The South, Progressivism, and Historic Revisionism

Over at Humane Pursuits, Brian Brown, in an exceedingly verbose disquisition (Yes, please do insert your pot-and-kettle joke here.), makes the novel assertion that

The South is certainly highly conservative in temperament (disliking change), but it is actually oddly Progressive in the values it wishes to conserve. Whether its detractors realize it or not, The South represents a chapter in Progressivism’s past, and a chapter in its present. Progressives hate the sight of it. But like it or not, The South (as a movement) is actually a form of half-grown Progressivism that couldn’t quite get the hang of it.”

Novel, and absurd. To a degree, Brown is correct in noting that some of “the values [The South] wishes to conserve” coincide with certain Progressive values, just as he is when he posits that the founders of the Religious Right — Falwell, Robertson, and Dobson — acted Progressively insofar as they “made [social issues] into national crises demanding coercive, national legislative and judicial measures.” But in his continued obsession with Progressivism, Brown errs grossly on at least three points.

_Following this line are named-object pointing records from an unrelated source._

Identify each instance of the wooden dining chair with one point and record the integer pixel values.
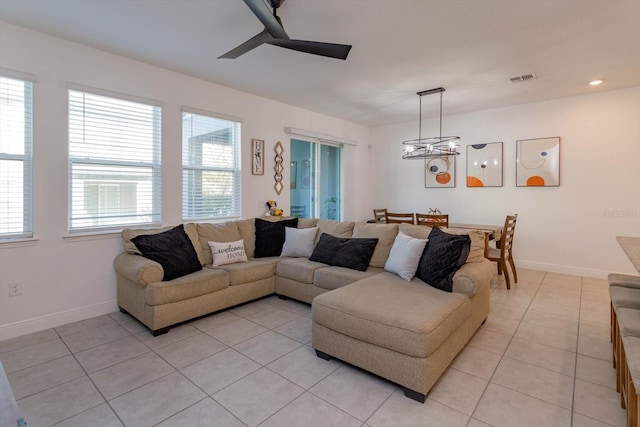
(433, 220)
(380, 215)
(400, 218)
(503, 253)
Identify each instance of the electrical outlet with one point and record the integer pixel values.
(15, 289)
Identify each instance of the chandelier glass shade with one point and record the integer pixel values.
(435, 146)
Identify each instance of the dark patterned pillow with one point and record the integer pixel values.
(342, 252)
(172, 249)
(270, 236)
(442, 257)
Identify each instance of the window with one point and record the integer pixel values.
(210, 167)
(114, 162)
(16, 122)
(316, 180)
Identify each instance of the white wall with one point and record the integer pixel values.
(67, 279)
(569, 229)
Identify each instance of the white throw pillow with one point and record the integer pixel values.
(299, 241)
(228, 252)
(405, 256)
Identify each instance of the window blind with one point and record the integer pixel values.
(210, 167)
(114, 162)
(16, 142)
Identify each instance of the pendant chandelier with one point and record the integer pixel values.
(435, 146)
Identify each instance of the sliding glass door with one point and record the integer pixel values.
(316, 180)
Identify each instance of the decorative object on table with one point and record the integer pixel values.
(273, 209)
(293, 170)
(257, 157)
(278, 168)
(538, 162)
(440, 172)
(484, 165)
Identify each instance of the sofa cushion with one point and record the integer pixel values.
(172, 249)
(405, 255)
(387, 311)
(183, 288)
(247, 229)
(335, 228)
(189, 228)
(299, 242)
(270, 236)
(385, 233)
(228, 252)
(221, 232)
(476, 251)
(442, 257)
(344, 252)
(337, 277)
(251, 271)
(298, 269)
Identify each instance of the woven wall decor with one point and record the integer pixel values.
(278, 168)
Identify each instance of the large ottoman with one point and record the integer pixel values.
(406, 332)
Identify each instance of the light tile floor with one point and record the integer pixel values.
(543, 358)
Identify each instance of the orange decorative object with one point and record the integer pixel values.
(472, 181)
(443, 178)
(535, 181)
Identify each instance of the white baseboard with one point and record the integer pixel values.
(563, 269)
(23, 327)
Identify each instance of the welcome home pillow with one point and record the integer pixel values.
(172, 249)
(228, 252)
(405, 256)
(299, 242)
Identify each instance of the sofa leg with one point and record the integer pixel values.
(418, 397)
(322, 355)
(160, 331)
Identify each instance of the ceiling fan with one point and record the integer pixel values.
(274, 34)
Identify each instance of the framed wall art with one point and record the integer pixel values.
(484, 165)
(538, 162)
(257, 157)
(440, 172)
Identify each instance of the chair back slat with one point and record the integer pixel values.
(396, 218)
(433, 220)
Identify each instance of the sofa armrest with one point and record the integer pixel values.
(138, 269)
(472, 277)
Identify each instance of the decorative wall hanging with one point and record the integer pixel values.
(257, 157)
(484, 165)
(440, 172)
(278, 168)
(538, 162)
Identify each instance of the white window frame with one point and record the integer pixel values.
(26, 229)
(192, 209)
(153, 218)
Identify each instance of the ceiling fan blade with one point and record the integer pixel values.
(262, 12)
(331, 50)
(253, 42)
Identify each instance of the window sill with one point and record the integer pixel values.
(81, 237)
(17, 243)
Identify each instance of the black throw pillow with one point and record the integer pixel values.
(270, 236)
(442, 257)
(343, 252)
(172, 249)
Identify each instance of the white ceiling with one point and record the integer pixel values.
(400, 47)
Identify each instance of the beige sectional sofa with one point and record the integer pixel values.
(405, 331)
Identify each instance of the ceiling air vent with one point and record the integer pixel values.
(523, 78)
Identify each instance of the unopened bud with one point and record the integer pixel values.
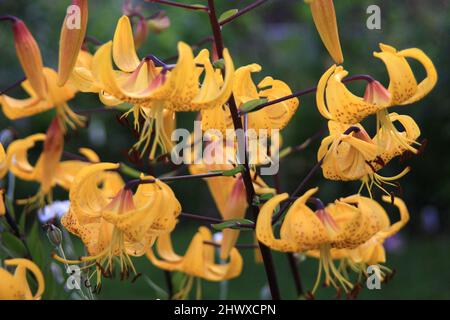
(54, 234)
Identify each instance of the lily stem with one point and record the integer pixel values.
(179, 5)
(243, 11)
(265, 251)
(296, 192)
(135, 182)
(300, 93)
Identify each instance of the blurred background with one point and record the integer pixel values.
(281, 36)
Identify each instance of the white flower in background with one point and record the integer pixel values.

First, there is something peculiar — even incoherent — about his claiming that they wish conservatively to preserve Progressive values, only then to cite abortion and gay marriage as the issues that they wish to combat — very conservative values, it seems to me — through Progressive means. (Only later does he make the partially correct contention that The South has adopted the earlier Progressive value of militant nationalism.) Toward the end of the essay, he hedges his claim, noting,

The counter to all this, of course, is that Progressivism tends to be anti-tradition, anti-family, and anti-religious, while The South is the proud preserver of all of the above. But just as the initial description of The South was a pejorative generalization, so this is a pejorative generalization of Progressivism. Many of Progressivism’s early leading men were deeply religious (Wilson is an example); only comparatively recently have the atheistic sects of the movement gained control of its policies. And the significance of The South’s upholding of tradition and family, while real, has been diluted by its adoption of the Progressive moral tradition of nationalism and material tradition of massive strip malls, chain stores, and Wal Marts over many local institutions.

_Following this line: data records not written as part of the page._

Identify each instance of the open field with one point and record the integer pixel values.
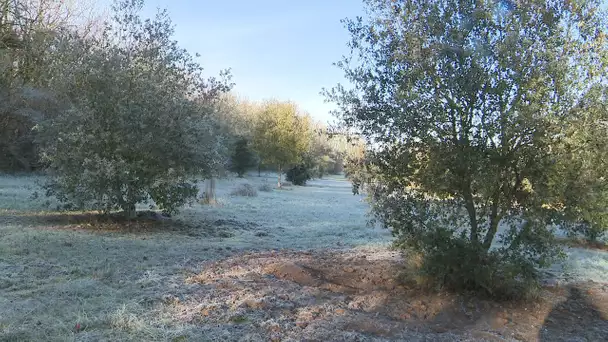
(287, 265)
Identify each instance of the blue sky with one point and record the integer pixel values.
(282, 49)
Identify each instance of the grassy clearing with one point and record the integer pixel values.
(74, 278)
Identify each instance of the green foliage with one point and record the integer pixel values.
(464, 104)
(246, 190)
(299, 174)
(243, 157)
(578, 180)
(139, 125)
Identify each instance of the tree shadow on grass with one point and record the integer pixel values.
(94, 222)
(578, 318)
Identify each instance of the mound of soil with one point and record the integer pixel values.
(353, 295)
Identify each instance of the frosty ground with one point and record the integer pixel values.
(294, 264)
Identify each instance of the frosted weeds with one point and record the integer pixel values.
(128, 286)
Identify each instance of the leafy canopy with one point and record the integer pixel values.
(139, 124)
(464, 103)
(281, 135)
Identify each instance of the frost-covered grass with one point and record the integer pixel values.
(57, 271)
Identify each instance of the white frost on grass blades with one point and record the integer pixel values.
(324, 213)
(51, 279)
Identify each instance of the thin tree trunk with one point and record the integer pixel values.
(129, 211)
(470, 205)
(210, 191)
(494, 221)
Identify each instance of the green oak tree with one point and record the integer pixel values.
(281, 135)
(464, 104)
(139, 125)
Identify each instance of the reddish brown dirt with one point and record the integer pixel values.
(328, 295)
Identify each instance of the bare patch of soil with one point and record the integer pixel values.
(353, 295)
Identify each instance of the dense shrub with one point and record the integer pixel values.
(265, 187)
(298, 174)
(469, 108)
(139, 126)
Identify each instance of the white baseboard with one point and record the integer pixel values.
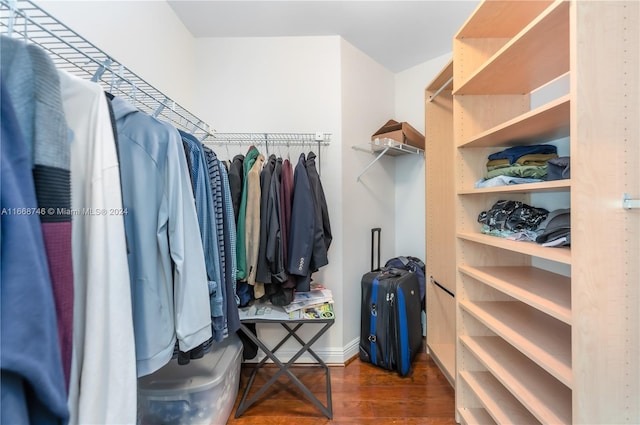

I am right with Brian in condemning the “adoption of … material tradition of … Wal Marts over many local institutions”, but, again, he proceeds a leap too far in accusing The South of seeking to conserve Progressive values, when they’ve actually been guilty of using Progressive tactics to conserve their values. Moreover, he borders on equivocation with the suggestion that because Wilson was deeply religious, he was also a “proud preserver” of tradition, family, and religion. Few things so impressively rout all of the above as does engaging in a war — with a draft no less! — on another continent — to say nothing of post-war policies — when the United States traditionally had observed the Monroe Doctrine (itself a disturbing innovation). Add to that the list of federal accomplishments under Wilson — the Federal Reserve Act, the Revenue Act of 1913 —, and we see, however unintentionally, an enemy certainly of family and tradition, both moral and American-political.

Second, simply to suggest that the leaders of the Religious Right, and, following them, The South, adopted “Progressive ideas [as] the best way to solve social problems” while remaining “highly conservative in temperament (disliking change)” fails to place matters in proper context: To wit, the Religious Right and The South have not simply chosen to play by Progressive rules, but have had Progressivism forced upon them. Certainly, they could (possibly!) have chosen something of a Benedict Option, or a more ardently localist front-porch approach, rather than having adopted tricks from the Progressive playbook, but given the ramifications, for example, of Roe (Brown, recall, specifically mentions abortion.), such tactics would have offered little opportunity for undoing the atrociously Progressive act of legalizing infanticide. (I have argued, and intend to do so here at NCM later, that culturally conservative localism and a repudiation of “social conservatism” is necessary if we ever seek to develop a meaningful, strong Culture of Life, so I’ll concede to Brown slightly, but this is decidedly not the same thing as overcoming entrenched Progressivism in the chambers of government; that is, our building a Culture of Life from the ground up does not mean that we necessarily can afford to stop fighting the game on the Progressives’ terms simultaneously, given that they still rule the roost.) Just as Herbert Croly, as Brian notes, determined that the conditions of his time “demand[ed] as a counterpoise a more effective body of national opinion, and a more powerful organization of the national interest”, the Religious Right and The South recognized that Croly’s desired “more effective body” had ascended to dominance, and they had to form their own counterpoise thereto.